Iliad reste le champion de la croissance en Europe en 2025 avec 1,5 million de nouveaux abonnés et plus de 10 milliards d’euros de revenus

Toujours leader de la croissance en Europe, Iliad signe en 2025 une année solide marquée par une forte génération de cash. Son Equity Free Cash-Flow atteint un niveau record, illustrant la robustesse de son modèle, sur fond de hausse du chiffre d’affaires et de 1,5 million de nouveaux abonnés.

Dans un marché européen toujours très concurrentiel, Iliad poursuit sa trajectoire de croissance. Le groupe revendique 1,5 million de nouveaux abonnés nets en 2025, fixe et mobile confondus, confirmant une dynamique commerciale solide sur l’ensemble de ses trois marchés. Au total, la maison mère de Free compte désormais 52 millions d’abonnés en Europe tout en maintenant son statut de leader de la croissance sur le continent pour la quatrième année consécutive, avec un chiffre d’affaires global atteignant 10,35 milliards d’euros en 2025, en progression de 3,2 % sur un an.

Dans son communiqué, le groupe met en avant la résilience de son modèle dans un environnement très concurrentiel. “Cette performance repose sur une stratégie simple et constante : innover pour nos abonnés et investir massivement dans nos réseaux. La solidité de notre performance économique et notre faible niveau d’endettement nous donnent aujourd’hui les moyens de continuer à grandir en Europe”, indique son directeur général Thomas Reynaud. Le groupe insiste donc sur sa capacité à conjuguer croissance commerciale et amélioration de sa performance économique, avec un EBITDAaL en hausse de 5 % à 4,04 milliards d’euros avec une rentabilité en amélioration, notamment en Italie et en Pologne. Dans le même temps, les investissements reculent à 1,8 milliard d’euros, tout en restant soutenus dans les réseaux et la fibre. Le free cash-flow opérationnel bondit de 23 % pour atteindre 2,25 milliards d’euros, dépassant les objectifs du groupe, tandis que l’EFCF (c’est-à-dire le cash réellement généré et disponible pour le groupe) atteint un niveau record à 1,42 milliard d’euros.

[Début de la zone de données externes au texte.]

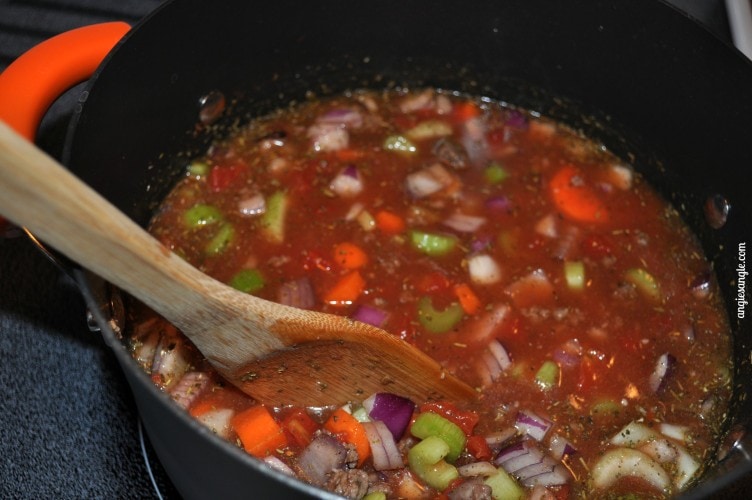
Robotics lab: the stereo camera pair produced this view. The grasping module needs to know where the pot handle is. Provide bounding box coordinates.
[0,22,130,141]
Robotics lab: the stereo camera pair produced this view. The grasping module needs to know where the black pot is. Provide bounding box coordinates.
[1,0,752,498]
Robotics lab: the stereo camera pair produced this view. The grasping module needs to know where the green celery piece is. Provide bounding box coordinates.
[483,469,525,500]
[535,360,559,391]
[261,191,288,243]
[624,268,661,300]
[410,231,457,257]
[407,436,459,491]
[183,203,223,229]
[384,135,418,154]
[564,260,585,290]
[410,411,467,462]
[230,269,266,293]
[483,163,509,184]
[204,223,235,255]
[418,297,465,333]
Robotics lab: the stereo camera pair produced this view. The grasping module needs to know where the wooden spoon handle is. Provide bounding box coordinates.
[0,122,283,358]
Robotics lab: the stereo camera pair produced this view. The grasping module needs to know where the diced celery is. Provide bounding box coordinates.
[418,297,464,333]
[483,469,524,500]
[410,231,457,257]
[204,223,235,255]
[564,260,585,290]
[407,436,459,491]
[183,203,222,229]
[405,120,452,141]
[261,191,288,243]
[410,411,467,462]
[483,163,509,184]
[188,161,209,177]
[535,360,559,391]
[384,135,418,154]
[624,268,661,300]
[230,269,266,293]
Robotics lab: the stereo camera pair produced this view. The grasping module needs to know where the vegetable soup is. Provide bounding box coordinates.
[130,89,731,499]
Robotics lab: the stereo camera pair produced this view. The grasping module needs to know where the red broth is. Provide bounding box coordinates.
[132,89,731,498]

Cette forte génération de cash permet à Ilia d’améliorer sa structure financière, avec un endettement en nette baisse et des perspectives relevées par les agences de notation.

En France, le marché principal d’Iliad, la dynamique reste plus modérée, avec environ 200 000 nouveaux abonnés nets sur l’année dans un marché jugé très promotionnel, mais l’opérateur peut toujours compter sur une hausse du chiffre d’affaires sur le fixe et une reprise de la croissance au 4ème trimestre.

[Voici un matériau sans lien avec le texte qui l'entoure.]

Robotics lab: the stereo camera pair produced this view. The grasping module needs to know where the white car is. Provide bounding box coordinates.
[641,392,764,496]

L’Italie et la Pologne tirent la croissance commerciale

Hors de France, la croissance du groupe repose largement sur ses deux autres piliers européens. En Italie, Iliad annonce avoir recruté 900 000 nouveaux abonnés mobiles en 2025, conservant sa place de leader des recrutements pour la huitième année consécutive. Sur le fixe, la dynamique est également forte avec 146 000 nouveaux abonnés fibre sur l’année. Le chiffre d’affaires y progresse de plus de 9 % à 1,249 milliards d’euros, confirmant la montée en puissance de la filiale. En Pologne, la croissance est plus modérée mais reste solide. L’opérateur Play enregistre environ 200 000 nouveaux abonnés nets en 2025, porté notamment par une bonne dynamique sur les forfaits mobiles et une accélération sur le haut débit au second semestre. Le chiffre d’affaires services y progresse de 6,2 % sur l’année.

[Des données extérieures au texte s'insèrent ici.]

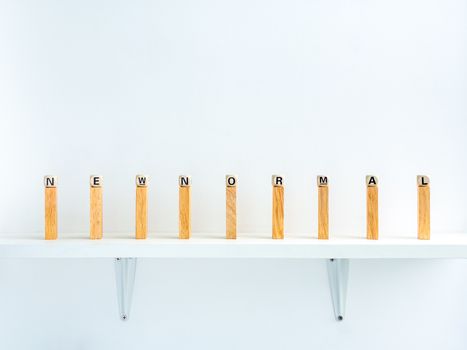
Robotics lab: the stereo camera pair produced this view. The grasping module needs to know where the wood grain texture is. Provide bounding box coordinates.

Au-delà des télécoms traditionnels, iliad poursuit sa transformation. “La solidité de notre performance économique et notre faible niveau d’endettement nous donnent aujourd’hui les moyens de continuer à grandir en Europe et d’accélérer dans nos nouveaux métiers, le cloud, les data centers et la puissance de calcul dédiée à l’intelligence artificielle. Dans un contexte géopolitique marqué par une compétition technologique intense, ces investissements sont essentiels pour renforcer la souveraineté numérique européenne et construire un champion européen indépendant des télécommunications et du numérique », précise Thomas Reynaud.